Replace scrapername everywhere with your scraper's name eg. worldbank Replace ScraperName everywhere with your scraper's name eg. World Bank Look for xxx and ... and replace add text accordingly.
Scrapers can be tested locally in a Python virtualenv which can be set up by running ./setup.sh and run with ./run.sh.
Scrapers can either be installed on GitHub Actions or Jenkins. In either case, they can be set up to run on a schedule. For scripts that run for more than 6 hours and/or for which resuming failed runs in important, Jenkins must be used.
Uses the .github/workflows/python-package.yml file.
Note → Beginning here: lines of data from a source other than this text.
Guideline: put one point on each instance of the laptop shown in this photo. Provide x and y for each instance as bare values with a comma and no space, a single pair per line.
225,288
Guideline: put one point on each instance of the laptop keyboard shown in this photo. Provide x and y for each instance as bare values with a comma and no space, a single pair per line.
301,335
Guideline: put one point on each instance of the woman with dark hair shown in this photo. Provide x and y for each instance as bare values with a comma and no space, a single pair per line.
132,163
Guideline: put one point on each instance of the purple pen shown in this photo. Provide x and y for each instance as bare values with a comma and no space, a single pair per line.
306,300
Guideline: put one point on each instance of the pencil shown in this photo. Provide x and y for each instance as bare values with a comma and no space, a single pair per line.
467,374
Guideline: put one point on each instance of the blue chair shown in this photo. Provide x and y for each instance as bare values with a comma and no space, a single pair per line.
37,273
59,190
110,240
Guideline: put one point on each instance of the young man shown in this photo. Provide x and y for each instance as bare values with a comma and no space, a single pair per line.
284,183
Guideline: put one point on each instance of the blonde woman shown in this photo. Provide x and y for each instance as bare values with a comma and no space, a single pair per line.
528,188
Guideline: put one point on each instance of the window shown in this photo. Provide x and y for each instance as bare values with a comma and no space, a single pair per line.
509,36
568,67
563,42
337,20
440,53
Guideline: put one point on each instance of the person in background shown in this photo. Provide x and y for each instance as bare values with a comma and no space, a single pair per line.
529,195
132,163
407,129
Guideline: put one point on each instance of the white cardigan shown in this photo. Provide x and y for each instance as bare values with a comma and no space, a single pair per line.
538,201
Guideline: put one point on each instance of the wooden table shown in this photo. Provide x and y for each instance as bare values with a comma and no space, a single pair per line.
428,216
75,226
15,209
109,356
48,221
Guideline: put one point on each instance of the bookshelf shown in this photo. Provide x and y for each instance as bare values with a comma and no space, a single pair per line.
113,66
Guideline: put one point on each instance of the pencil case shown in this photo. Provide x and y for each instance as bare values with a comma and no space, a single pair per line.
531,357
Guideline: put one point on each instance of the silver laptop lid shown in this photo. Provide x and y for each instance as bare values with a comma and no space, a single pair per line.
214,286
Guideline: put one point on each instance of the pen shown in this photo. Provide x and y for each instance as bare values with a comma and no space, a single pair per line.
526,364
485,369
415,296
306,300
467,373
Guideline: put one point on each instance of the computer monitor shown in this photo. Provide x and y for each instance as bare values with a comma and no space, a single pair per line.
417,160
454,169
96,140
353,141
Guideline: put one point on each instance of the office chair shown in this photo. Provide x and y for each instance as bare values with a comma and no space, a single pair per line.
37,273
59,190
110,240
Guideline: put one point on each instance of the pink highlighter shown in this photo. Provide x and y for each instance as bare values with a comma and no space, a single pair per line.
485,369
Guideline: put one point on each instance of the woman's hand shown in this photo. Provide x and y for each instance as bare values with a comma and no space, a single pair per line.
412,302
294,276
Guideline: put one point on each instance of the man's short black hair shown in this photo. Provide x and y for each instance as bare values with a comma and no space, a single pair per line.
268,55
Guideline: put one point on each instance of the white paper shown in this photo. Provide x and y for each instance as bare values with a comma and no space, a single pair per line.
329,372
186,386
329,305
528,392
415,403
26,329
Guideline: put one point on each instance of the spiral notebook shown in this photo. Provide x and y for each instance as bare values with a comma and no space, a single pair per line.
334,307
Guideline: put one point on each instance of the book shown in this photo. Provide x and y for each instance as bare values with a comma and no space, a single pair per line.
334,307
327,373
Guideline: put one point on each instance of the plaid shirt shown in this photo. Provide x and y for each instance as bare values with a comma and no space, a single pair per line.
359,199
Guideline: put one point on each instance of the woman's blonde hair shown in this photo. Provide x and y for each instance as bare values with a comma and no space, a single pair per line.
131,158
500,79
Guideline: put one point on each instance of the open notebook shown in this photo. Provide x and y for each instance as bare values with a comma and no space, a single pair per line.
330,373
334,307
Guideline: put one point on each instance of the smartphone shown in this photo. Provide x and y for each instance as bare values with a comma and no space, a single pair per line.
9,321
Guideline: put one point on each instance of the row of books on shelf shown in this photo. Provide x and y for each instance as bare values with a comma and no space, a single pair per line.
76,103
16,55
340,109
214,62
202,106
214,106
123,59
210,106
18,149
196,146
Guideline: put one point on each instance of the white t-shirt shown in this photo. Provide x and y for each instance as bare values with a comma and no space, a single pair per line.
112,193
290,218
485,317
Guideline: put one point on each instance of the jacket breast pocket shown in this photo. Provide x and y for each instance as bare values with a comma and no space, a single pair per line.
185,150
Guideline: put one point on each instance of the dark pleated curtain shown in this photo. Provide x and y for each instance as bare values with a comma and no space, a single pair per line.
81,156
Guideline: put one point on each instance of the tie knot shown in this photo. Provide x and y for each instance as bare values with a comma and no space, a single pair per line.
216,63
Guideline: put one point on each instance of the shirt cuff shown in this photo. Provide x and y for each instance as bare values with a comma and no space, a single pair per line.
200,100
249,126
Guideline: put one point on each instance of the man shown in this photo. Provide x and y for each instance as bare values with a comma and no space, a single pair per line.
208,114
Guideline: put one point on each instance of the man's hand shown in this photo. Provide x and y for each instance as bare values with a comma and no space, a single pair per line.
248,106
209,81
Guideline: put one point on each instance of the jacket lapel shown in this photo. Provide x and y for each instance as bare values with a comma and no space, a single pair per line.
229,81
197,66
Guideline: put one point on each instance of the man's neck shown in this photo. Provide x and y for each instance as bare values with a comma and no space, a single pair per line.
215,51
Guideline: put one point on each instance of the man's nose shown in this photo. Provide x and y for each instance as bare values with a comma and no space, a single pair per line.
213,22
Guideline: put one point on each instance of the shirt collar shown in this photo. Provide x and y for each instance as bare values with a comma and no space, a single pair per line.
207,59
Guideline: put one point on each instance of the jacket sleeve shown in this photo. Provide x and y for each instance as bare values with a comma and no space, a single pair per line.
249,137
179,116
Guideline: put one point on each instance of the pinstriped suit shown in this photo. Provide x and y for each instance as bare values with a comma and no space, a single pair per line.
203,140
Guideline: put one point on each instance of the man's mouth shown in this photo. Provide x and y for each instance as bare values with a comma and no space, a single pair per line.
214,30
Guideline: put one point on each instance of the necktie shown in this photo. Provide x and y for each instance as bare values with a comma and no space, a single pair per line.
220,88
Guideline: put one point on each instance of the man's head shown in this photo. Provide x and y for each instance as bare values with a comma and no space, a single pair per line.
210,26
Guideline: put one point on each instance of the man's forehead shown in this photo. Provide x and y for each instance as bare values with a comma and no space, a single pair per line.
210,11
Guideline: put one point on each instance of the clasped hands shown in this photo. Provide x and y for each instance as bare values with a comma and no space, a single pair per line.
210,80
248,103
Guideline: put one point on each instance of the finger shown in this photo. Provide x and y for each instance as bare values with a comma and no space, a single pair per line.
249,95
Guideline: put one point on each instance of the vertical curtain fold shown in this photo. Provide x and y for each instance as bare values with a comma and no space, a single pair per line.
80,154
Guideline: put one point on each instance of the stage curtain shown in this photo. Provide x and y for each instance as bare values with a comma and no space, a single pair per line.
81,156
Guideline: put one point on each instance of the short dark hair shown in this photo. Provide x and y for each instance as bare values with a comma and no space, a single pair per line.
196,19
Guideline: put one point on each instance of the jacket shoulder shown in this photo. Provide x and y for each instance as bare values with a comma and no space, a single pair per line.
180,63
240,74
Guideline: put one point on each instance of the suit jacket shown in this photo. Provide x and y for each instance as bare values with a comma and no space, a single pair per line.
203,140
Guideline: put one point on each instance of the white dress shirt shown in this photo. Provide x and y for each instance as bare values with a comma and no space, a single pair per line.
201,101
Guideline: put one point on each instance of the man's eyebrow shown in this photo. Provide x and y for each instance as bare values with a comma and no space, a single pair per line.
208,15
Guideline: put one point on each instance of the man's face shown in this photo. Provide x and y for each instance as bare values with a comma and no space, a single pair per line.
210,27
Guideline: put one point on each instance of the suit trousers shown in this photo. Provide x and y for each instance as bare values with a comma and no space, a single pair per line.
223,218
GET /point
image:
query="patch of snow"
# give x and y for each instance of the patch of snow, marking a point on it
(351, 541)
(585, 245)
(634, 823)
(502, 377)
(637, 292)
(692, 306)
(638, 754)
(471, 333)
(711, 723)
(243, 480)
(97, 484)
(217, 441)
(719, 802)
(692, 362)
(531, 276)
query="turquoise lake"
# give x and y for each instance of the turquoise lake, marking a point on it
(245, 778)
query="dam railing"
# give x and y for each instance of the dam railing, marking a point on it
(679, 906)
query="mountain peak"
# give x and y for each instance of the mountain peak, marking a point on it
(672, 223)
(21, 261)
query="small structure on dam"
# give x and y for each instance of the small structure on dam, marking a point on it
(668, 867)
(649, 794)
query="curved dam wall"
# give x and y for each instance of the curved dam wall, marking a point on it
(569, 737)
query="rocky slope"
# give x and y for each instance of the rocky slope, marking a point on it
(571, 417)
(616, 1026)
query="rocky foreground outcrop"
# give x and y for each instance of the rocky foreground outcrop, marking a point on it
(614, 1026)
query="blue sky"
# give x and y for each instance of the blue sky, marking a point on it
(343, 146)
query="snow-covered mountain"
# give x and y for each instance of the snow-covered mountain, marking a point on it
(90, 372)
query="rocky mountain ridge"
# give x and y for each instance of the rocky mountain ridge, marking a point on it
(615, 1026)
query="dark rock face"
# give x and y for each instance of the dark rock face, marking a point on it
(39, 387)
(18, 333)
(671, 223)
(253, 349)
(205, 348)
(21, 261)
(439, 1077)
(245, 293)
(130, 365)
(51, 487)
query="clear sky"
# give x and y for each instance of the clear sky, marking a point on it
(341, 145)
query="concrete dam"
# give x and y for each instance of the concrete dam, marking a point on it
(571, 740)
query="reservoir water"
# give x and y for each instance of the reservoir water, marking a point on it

Set up the environment variables to be passed to your script in that file mapping them from secrets configured in the GitHub repository's UI. You can also set up the cron schedule. (The files listed under Jenkins below are not used.)
docker-compose.yml, docker-requirements.yml, Dockerfile, run-dev.sh, run-once-dev.sh and run_env are only needed for Jenkins. (.github/workflows/python-package.yml is not used.)
It is highly recommended to have a README.md that details what your script does, from where it obtains data, how to run it, what resources it uses (eg. CPU, memory, disk, network) and what environment variables are needed. An example is shown below the heading "Text for Scraper's README.md below"
It is very helpful to comment your code appropriately especially things that you think might confuse someone looking at your code for the first time.
For a full scraper following this template for GitHub Actions see: OAD
For a scraper that also creates datasets disaggregated by indicator (not just country) and reads metadata from a Google spreadsheet exported as csv, see: IDMC
Text for Scraper's README.md below
Collector for ScraperName's Datasets
For the script to run, you will need to either pass in your HDX API key as a parameter or have a file called .hdx_configuration.yml in your home directory containing your HDX key eg.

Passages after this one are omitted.